Multithreaded/MultiProcess inserts in teradata (Sqoop with teradata)

Hi all,

I am trying to export a hive table to teradata using sqoop with teradata jdbc driver. The sqoop export works well only when I use a single mapper. With multiple mappers, the jdbc driver throws a '[SQLState 40001] Transaction ABORTed due to deadlock' error. This is consistently reproducible when the target teradata table does not have a primary index on it. When the target table has a primary index, the issue is generally reproducible by increasing the number of mappers (i.e. if it works with 4, it will most likely fail with 10 mappers). I am using the default values for sqoop.export.records.per.statement and sqoop.export.statements.per.transaction during sqoop export. Any idea what could be causing this? 

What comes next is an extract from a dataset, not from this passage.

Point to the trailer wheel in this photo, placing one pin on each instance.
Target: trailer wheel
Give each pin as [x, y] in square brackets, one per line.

Just to check how teradata was behaving when inserts in the same table are done by multiple threads (or processes as in the case of multiple mappers with sqoop export), I created a multithreaded jdbc application and tried inserting some data into the target table. Each thread in this application created a new connection and did batch inserts (records.per.statement=100, statements.per.transaction=100) into the target table.

Below are my observations.

With NO PI table : I was able to consistenly reproduce the transaction deadlock issue (No duplicate records)

With PI table : Surprisingly, I was not able to reproduce it even with 12 threads each trying to insert 100000 rows. I was able to reproduce the issue when I tried to run multiple instances of this application (each instance running 4 threads). This happened when the inserted data had duplicate records.


1. What could be causing the above transaction deadlock issue?

2. Are JDBC batch insertions using multiple threads/process expected to work with Teradata?

3. I saw a few posts on the web suggesting to try lower down the sqoop export batch size (records.per.statement / statements.per.transaction) to make it work. But does that actually fixes the issue? I think it just reduces the chances of deadlock and there could be an impact on performance if we decrease the batchsize.